Premiere's Top 10 Films of Tribeca 2008:

1. The Secret of the Grain — Memorize this name: Hafsia Herzi. The up-and-coming Algerian-Tunisian-French beauty has already won a César Award, Venice's Marcello Mastroianni Award and more for her performance here, but it's her gloriously sexy surprise I hinted at before that makes the film's final 10 minutes as rewarding as all 141 that come before it. I know that's a tease, as is what to expect: sweat-glistening sensuality and unblinking suspense.

My Winnipeg
My Winnipeg
Courtesy of Tribeca

2. My Winnipeg — Guy Maddin's finest, funniest film thus far. It's not hyperbole, I've seen them all.

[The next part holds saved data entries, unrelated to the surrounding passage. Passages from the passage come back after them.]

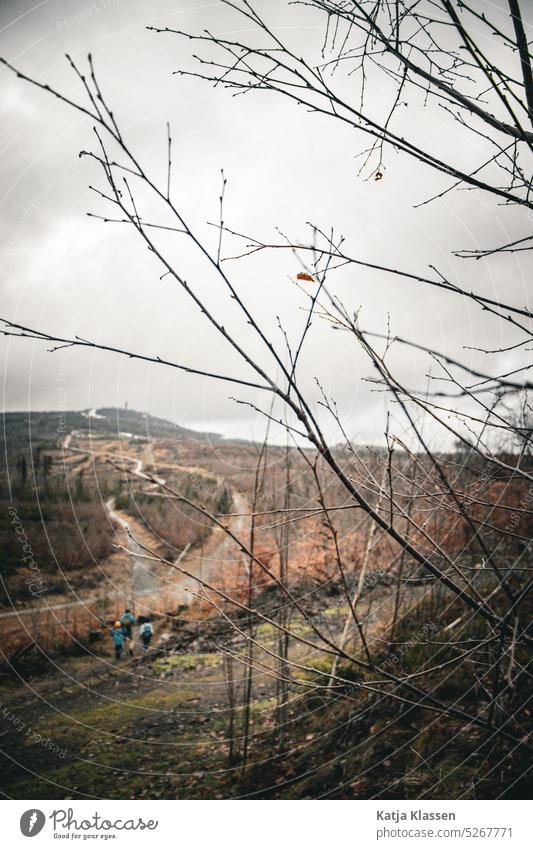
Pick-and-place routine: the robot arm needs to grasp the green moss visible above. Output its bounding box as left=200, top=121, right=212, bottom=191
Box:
left=154, top=653, right=221, bottom=675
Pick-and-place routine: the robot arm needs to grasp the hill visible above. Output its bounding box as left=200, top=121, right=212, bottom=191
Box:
left=0, top=407, right=222, bottom=456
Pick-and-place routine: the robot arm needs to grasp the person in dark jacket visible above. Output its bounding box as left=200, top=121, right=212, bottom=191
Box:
left=139, top=622, right=154, bottom=651
left=120, top=607, right=135, bottom=654
left=110, top=620, right=124, bottom=660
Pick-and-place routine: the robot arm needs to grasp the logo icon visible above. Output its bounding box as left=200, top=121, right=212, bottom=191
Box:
left=20, top=808, right=46, bottom=837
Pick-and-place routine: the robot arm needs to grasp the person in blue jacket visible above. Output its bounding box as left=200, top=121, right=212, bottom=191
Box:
left=110, top=620, right=124, bottom=660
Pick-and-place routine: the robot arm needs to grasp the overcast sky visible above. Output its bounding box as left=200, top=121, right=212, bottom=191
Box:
left=0, top=0, right=531, bottom=448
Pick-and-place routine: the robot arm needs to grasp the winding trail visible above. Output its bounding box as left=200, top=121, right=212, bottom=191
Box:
left=0, top=431, right=247, bottom=637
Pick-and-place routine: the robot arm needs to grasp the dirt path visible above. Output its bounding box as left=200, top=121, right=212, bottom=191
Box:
left=0, top=431, right=247, bottom=637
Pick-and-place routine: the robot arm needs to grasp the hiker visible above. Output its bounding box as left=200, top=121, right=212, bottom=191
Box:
left=139, top=622, right=154, bottom=651
left=120, top=607, right=135, bottom=640
left=110, top=619, right=124, bottom=660
left=120, top=607, right=135, bottom=655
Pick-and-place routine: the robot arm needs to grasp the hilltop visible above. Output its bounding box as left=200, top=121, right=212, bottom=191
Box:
left=0, top=407, right=222, bottom=455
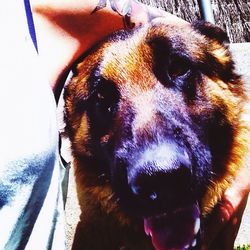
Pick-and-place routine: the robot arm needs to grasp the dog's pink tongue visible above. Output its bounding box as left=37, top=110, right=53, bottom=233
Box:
left=144, top=204, right=200, bottom=250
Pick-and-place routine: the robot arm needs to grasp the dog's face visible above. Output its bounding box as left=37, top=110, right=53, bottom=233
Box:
left=65, top=20, right=246, bottom=249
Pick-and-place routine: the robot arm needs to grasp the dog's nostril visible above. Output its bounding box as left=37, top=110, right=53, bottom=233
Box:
left=129, top=160, right=192, bottom=210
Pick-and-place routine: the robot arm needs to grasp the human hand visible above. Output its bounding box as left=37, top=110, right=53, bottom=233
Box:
left=202, top=168, right=250, bottom=250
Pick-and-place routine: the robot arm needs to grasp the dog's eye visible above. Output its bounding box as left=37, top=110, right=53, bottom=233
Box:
left=88, top=78, right=120, bottom=136
left=168, top=57, right=191, bottom=80
left=95, top=81, right=118, bottom=115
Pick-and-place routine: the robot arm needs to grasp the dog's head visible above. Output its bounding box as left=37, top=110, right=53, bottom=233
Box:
left=65, top=19, right=246, bottom=249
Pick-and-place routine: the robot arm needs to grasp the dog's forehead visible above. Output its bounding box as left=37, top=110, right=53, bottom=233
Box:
left=96, top=23, right=204, bottom=91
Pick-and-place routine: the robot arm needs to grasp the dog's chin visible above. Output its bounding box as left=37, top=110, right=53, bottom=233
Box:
left=144, top=203, right=200, bottom=250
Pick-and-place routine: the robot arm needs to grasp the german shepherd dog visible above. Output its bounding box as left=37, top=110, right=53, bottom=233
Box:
left=64, top=18, right=249, bottom=250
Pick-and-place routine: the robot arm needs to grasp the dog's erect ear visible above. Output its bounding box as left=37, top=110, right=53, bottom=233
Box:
left=192, top=21, right=229, bottom=44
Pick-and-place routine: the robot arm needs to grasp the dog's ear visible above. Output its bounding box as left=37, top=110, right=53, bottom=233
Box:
left=192, top=21, right=229, bottom=44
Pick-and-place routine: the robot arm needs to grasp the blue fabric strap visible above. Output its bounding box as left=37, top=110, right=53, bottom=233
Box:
left=24, top=0, right=38, bottom=53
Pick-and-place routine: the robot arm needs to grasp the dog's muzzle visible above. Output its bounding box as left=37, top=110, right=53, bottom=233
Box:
left=113, top=140, right=200, bottom=250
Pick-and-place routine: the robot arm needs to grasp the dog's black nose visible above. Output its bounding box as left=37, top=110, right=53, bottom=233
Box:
left=128, top=143, right=192, bottom=211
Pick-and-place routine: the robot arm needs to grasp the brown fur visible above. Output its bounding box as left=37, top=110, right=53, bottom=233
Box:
left=65, top=18, right=249, bottom=250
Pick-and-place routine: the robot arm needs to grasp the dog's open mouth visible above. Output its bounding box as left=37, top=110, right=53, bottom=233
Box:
left=144, top=204, right=200, bottom=250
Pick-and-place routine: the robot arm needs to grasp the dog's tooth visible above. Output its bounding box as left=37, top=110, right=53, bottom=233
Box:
left=192, top=239, right=197, bottom=247
left=194, top=218, right=201, bottom=235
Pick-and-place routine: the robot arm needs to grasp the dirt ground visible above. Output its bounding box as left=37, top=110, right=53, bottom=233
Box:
left=63, top=43, right=250, bottom=250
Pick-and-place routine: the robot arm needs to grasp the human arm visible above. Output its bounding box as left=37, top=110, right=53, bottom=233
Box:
left=31, top=0, right=184, bottom=90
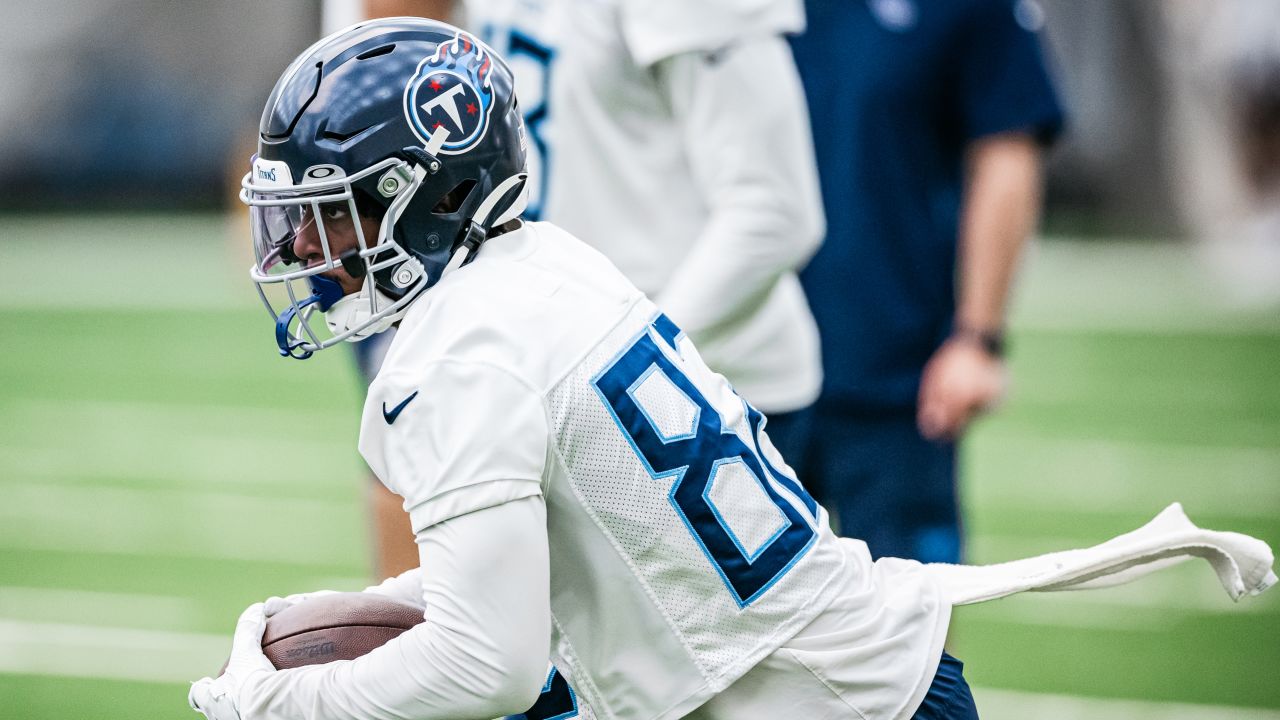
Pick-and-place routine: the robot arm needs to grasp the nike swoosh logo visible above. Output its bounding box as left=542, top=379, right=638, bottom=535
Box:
left=383, top=391, right=417, bottom=425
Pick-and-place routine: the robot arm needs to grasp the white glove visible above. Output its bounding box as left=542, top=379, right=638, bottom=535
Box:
left=187, top=598, right=283, bottom=720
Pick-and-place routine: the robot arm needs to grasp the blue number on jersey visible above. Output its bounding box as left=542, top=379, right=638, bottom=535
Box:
left=506, top=667, right=577, bottom=720
left=508, top=29, right=556, bottom=220
left=594, top=315, right=818, bottom=607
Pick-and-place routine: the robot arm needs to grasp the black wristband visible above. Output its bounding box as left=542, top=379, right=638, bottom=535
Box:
left=951, top=325, right=1005, bottom=357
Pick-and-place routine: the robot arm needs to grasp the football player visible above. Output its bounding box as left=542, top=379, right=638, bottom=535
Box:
left=189, top=18, right=1275, bottom=720
left=340, top=0, right=823, bottom=576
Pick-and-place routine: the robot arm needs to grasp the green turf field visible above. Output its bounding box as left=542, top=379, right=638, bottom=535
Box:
left=0, top=217, right=1280, bottom=720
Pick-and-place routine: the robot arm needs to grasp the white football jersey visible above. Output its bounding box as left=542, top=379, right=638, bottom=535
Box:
left=360, top=223, right=946, bottom=719
left=462, top=0, right=823, bottom=413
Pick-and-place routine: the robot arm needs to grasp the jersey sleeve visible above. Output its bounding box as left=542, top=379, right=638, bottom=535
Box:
left=360, top=360, right=548, bottom=532
left=955, top=0, right=1064, bottom=145
left=620, top=0, right=804, bottom=67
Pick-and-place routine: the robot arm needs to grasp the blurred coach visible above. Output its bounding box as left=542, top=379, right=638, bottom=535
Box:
left=792, top=0, right=1062, bottom=562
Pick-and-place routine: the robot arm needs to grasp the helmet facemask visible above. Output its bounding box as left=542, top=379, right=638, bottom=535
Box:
left=241, top=158, right=428, bottom=359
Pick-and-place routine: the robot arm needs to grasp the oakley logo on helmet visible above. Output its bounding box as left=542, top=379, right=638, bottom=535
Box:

3. Somers Town — The only section in color is its brief ending, which I guarantee will be widely misunderstood as an epilogue if and when someone finally distributes this absolute delight. Crowd-pleasing wish fulfillment, some say? Listen again to the dialogue just prior to know what's real: it's kind of a fake-happy downer, but you still sense Shane Meadows loves these characters.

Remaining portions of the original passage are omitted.